En un Quebec independiente ¿podría gobernar una mayoría no secesionista?

El independentista Partido Quebequés (PQ), que gobernaba en minoría desde 2012, adelantó las elecciones a la vista de sondeos que le auguraban la mayoría absoluta. Pero la entrada en liza de un candidato que puso en primer plano un referéndum sobre la independencia cambió las tornas y, fueron los liberales quienes ganaron por mayoría absoluta el pasado día 7. Ese resultado refleja una característica del electorado quebequés: el 40% de sus habitantes anhela la independencia pero el 65% de entre ellos es contrario a la celebración a corto plazo de un referéndum; porque no es una prioridad y por temor a sus efectos divisorios.
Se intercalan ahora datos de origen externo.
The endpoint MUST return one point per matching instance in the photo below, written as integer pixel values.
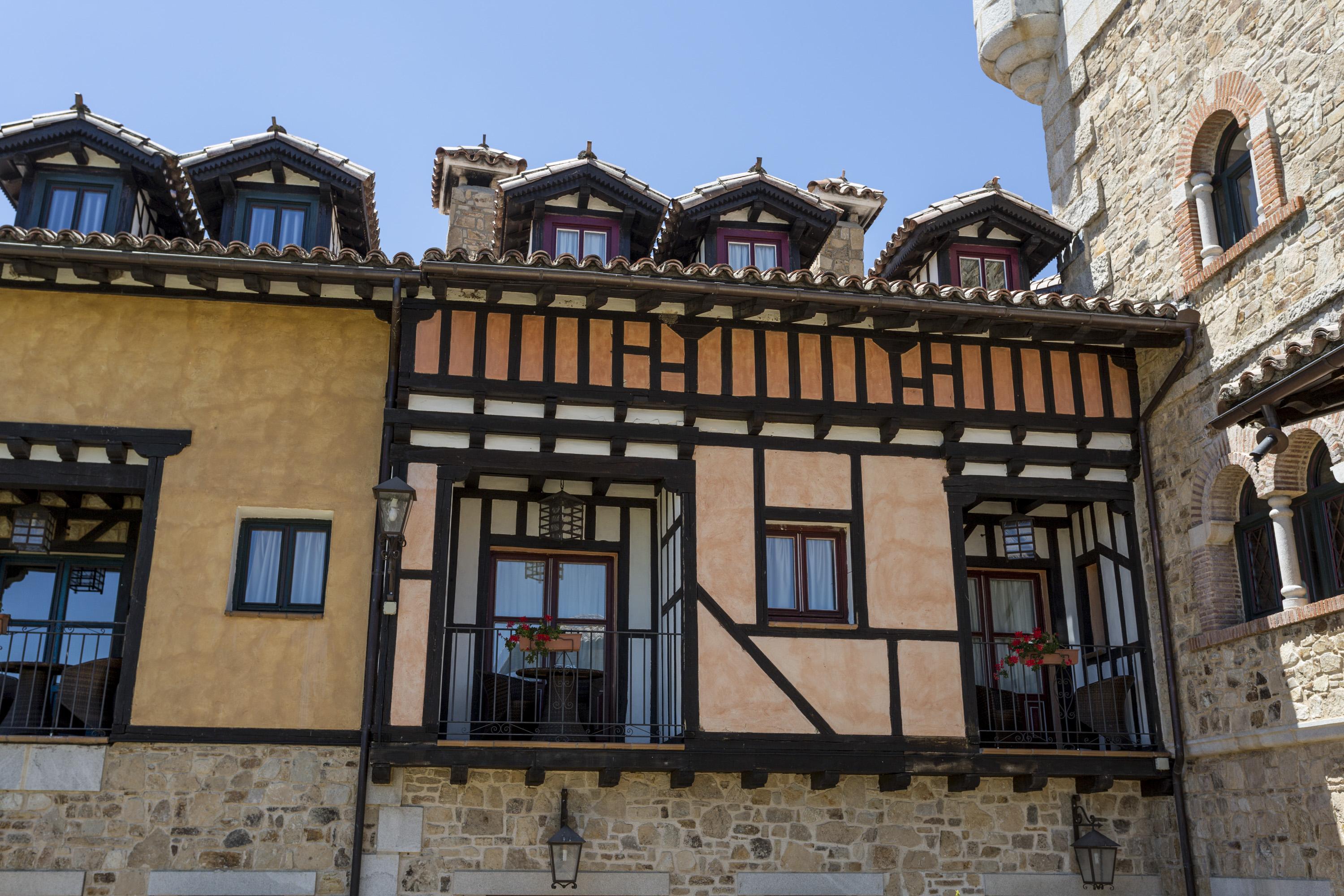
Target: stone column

El PQ había tenido mayoría absoluta, 80 escaños de un total de 125, en las elecciones de 1981, un año después del primer referéndum, en el que el no a la independencia ganó por 60/40; pero en las siguientes bajó a 23 frente a los 99 escaños de los liberales. En 1994, en vísperas del segundo referéndum, que de nuevo ganó el no, por escaso margen, el Partido liberal bajó de 92 a 47 escaños, y los nacionalistas subieron de 29 a 77.

En Escocia, el Partido Nacionalista (SNP), en cuyo programa figuraba un referéndum por la independencia, tuvo que renunciar a convocarlo al quedarse lejos de la mayoría absoluta en 2007. Pero la alcanzó en 2011, pasando de 47 a 69 escaños en una cámara de 129. Eso le permitió negociar con Cameron las condiciones para la celebración del referéndum previsto para septiembre próximo.
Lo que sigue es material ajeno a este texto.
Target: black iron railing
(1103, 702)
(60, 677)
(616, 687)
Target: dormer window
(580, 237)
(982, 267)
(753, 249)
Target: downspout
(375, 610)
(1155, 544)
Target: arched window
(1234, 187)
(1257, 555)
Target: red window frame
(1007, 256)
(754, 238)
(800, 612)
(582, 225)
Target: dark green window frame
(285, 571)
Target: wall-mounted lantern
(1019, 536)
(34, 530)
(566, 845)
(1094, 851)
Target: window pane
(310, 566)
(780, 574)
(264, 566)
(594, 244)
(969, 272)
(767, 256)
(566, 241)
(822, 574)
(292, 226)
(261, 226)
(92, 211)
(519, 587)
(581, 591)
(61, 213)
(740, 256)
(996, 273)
En Cataluña, según datos publicados el pasado domingo en La Vanguardia, las preferencias políticas también han oscilado bastante en las dos últimas décadas. Los partidarios del sistema autonómico han bajado del 34% al 18%, mientras que los que defienden el derecho a convertirse en un Estado independiente han subido del 23% al 41%. Es más estable el sentimiento identitario. Los que se consideran solo catalanes han basculado entre el 16% de 1995 y el 25% actual (con una media del 16,3%); más catalanes que españoles se siente entre el 25% y el 27%, y tan catalanes como españoles entre el 45% y el 35% actual, con una media del 39,6%. Los que estiman compatibles, en distinto grado, ambas identidades, siguen suponiendo el 66%: dos tercios de la población.

Esta oscilación muestra que toda mayoría es provisional; pero si hubiera un referéndum y ganase la independencia, sería definitivo o difícilmente reversible. Si en Quebec hubiera ganado el sí en 1995, dudosamente habría podido aflorar ahora esa nueva mayoría antisecesión.

Lo cual plantea un problema de democracia porque, en la práctica, la única alternancia posible tras la separación sería entre fuerzas independentistas. ¿O es que alguien piensa que en, por ejemplo, una Cataluña separada de España, y en plena construcción nacional desde el poder, podría llegar a gobernar un partido o coalición que cuestionase la independencia? ¿No lo impedirían quienes lo considerarían asunto cerrado?